What does the HN community think of the greplin concept? They have recently added a Chrome plugin and a greplin search replacement for standard email search.

Think it is a public beta and anyone can signup if not ping me and I'll send you an invite.

My main concerns with the service are: + Centralized risk - keys to very valuable kingdom + No two factor - but they tell me its coming + No word on whether they encrypt in storage - although it should only be an index to the information rather than the actual info + Standard SAAS / Cloud risks - internal abuse, legal turnover etc.

Any others? All of these could be mitigated to a reasonable degree. What do you think? Is there a future for this type of service (or big buyout for Google / Bing) or is it just too scary?

oscilloscope · on April 28, 2011

It's an incredible amount of personal data. If all that data was collected, then abused, I'd dissociate from much of my identity. I would just feel totally alienated by post-industrial society.

I'd be okay using Greplin if I knew Google was going to acquire them. I trust Google. I figure when Google goes bad, there will be much bigger issues facing humanity and our internet pasts will all be damning anyways.

jwr · on April 28, 2011

> I'd be okay using Greplin if I knew Google was going to acquire them. I trust Google. I figure when Google goes bad, there will be much bigger issues facing humanity and our internet pasts will all be damning anyways.

I think it is a sign of the times that I read this paragraph, though it was a subtle joke, reread it and decided it was serious, and then did some more thinking about whether the author is serious or not.

webmonkeyuk · on April 28, 2011

1.5B docs by just six people is impressive but I suspect that computers did a bunch of the indexing work.

itgoon · on April 28, 2011

Ha!

Just the logistics of _handling_ 1.5B docs would keep six people pretty damn busy.

aik · on April 28, 2011

I would get seriously excited about this if I could install it on my own server and keep my own index. I'm a bit hesitant giving them access to all my data to all my accounts, in exchange for a small convenience.

It is pretty impressive, though saying that it launched in February is misleading. I signed up last year, ran into a bunch of problems with it not indexing anything, and haven't opened it since. Now it looks like everything actually has been indexed, which is cool. I'm deleting my account for now though, as it doesn't yet seem easy enough to be useful for my purposes.
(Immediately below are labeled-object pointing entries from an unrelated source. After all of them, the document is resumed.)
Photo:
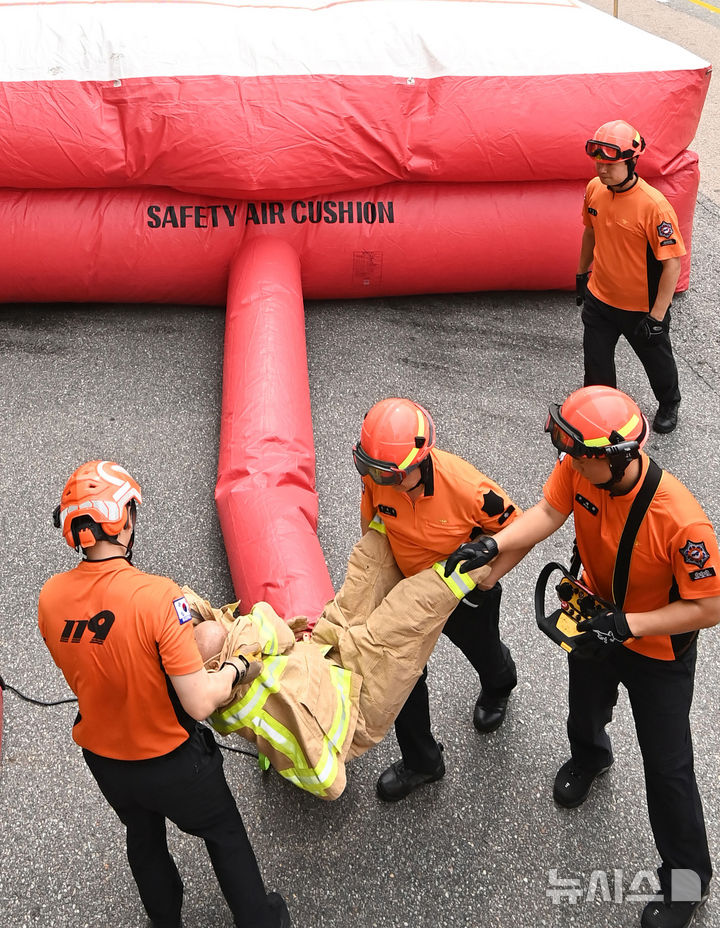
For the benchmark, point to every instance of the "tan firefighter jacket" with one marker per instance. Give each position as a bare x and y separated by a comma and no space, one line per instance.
320,702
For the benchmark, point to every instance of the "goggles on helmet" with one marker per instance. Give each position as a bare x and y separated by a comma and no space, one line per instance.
569,440
384,473
607,151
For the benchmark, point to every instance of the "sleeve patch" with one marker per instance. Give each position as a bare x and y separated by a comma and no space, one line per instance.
506,515
182,610
695,553
493,504
702,574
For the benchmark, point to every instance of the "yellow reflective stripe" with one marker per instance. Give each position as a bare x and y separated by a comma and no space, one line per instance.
603,441
249,712
267,629
341,721
235,716
415,451
460,584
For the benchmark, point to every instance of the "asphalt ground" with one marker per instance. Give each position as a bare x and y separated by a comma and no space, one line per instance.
483,846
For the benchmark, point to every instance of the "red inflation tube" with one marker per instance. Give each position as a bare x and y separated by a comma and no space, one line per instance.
265,492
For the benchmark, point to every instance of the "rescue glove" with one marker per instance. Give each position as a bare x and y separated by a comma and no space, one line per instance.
650,329
474,553
609,626
581,287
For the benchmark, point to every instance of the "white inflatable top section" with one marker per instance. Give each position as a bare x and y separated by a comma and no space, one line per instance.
93,40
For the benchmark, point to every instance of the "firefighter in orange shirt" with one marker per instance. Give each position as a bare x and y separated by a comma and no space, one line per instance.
634,245
430,502
649,643
124,642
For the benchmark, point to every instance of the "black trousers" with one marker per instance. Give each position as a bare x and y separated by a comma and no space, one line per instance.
603,327
660,694
474,628
187,786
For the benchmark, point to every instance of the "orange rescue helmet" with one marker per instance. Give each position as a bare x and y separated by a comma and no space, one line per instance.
615,141
94,502
599,422
397,435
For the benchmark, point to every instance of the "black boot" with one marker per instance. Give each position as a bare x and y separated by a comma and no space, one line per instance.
489,712
666,417
398,781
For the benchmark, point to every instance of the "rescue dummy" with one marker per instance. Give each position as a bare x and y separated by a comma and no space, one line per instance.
332,695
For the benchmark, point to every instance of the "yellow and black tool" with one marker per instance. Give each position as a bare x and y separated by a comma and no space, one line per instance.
577,602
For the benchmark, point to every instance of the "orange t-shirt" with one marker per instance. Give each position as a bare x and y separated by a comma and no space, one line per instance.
675,555
115,632
457,500
635,231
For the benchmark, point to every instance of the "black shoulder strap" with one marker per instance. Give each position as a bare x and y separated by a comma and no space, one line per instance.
632,526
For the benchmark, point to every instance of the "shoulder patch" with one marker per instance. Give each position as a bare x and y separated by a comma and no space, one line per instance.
586,504
702,574
695,553
493,504
506,515
182,610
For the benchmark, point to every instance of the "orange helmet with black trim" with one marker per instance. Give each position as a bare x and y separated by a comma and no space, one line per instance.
599,421
94,503
397,435
615,141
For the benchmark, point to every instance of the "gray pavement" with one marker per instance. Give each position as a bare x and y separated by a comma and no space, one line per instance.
142,385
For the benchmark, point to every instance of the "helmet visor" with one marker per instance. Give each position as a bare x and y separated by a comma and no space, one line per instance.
384,473
567,439
605,151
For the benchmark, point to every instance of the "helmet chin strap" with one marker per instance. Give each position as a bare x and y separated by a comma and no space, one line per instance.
631,176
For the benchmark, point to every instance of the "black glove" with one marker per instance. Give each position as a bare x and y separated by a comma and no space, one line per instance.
473,553
650,329
581,287
609,626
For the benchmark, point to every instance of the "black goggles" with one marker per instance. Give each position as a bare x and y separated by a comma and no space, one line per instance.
384,473
606,151
567,439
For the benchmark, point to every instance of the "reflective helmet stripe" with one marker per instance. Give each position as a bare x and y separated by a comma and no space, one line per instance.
403,465
603,440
lehmannro · on April 28, 2011

I regularly hear that if I could install it on my own server argument and wonder if you think you can handle security and administration much better than someone who's paid to do it. I, for one, can't and would not want to waste my time on it.

aik · on April 28, 2011

I agree that is a good point. Perhaps it is a technology that would be better off not existing?
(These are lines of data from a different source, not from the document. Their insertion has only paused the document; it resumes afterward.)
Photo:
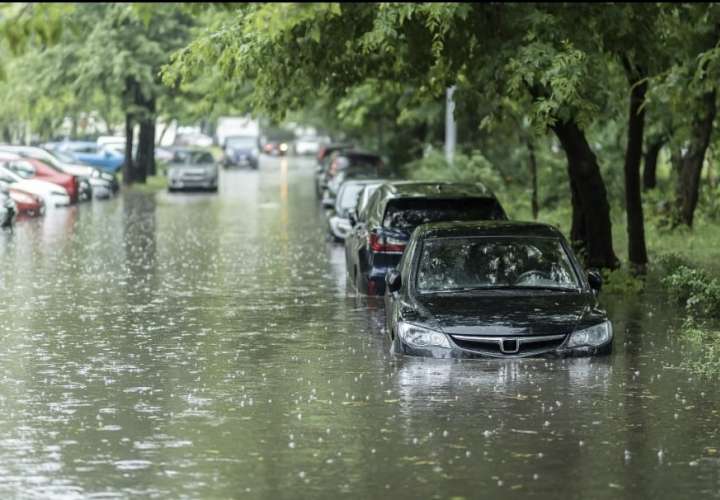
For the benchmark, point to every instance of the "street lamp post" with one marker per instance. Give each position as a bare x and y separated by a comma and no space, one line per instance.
450,125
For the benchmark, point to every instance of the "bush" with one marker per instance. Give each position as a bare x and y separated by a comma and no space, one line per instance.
621,281
706,341
668,263
699,293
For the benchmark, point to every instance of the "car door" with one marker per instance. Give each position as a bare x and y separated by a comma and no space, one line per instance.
357,237
392,301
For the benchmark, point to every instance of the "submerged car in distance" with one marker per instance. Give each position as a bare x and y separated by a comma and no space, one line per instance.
8,210
382,229
494,290
192,169
240,151
52,195
323,160
91,153
29,168
346,203
102,184
309,144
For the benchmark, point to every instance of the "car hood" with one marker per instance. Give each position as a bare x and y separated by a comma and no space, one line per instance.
77,169
39,187
503,313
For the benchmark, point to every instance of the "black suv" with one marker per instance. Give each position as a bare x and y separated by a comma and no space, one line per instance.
346,160
381,231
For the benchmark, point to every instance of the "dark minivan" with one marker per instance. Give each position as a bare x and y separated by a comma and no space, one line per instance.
381,231
494,289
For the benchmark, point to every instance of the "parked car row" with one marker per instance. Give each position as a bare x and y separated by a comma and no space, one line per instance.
33,180
459,279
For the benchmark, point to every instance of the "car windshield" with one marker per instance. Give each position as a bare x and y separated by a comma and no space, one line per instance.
192,157
348,198
409,213
61,156
458,264
241,142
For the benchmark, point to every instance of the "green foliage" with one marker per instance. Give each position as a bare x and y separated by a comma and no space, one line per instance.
705,341
621,281
699,293
470,168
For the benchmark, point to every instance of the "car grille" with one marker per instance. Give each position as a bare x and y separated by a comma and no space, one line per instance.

Security aside, one of the fears I have isn't necessarily against hackers, but against legal entities making use of the private information illegally, in addition to Greplin selling "me" in a very compact and precises manner to whoever they want.

martinkallstrom · on April 28, 2011

Even if you trust that your own computer or server is more secure than Greplin's servers, your communication with others will be indexed on instances belonging to the people you communicate with as well.

So the question even for the seasoned computer security expert that want to use a distributed Greplin variant is: Do you trust your friends and colleagues to have better security on their home or work computers than Greplin can achieve with dedicated work?

With a distributed system it would still be a non-trivial task to protect against a dedicated worm or trojan that infest the network and traces paths to other Greplin users after stealing all the data from each instance.

Since the data is social and each document in many cases concerns more than one person, it might actually be a less complicated task to achieve sufficient security in a central location.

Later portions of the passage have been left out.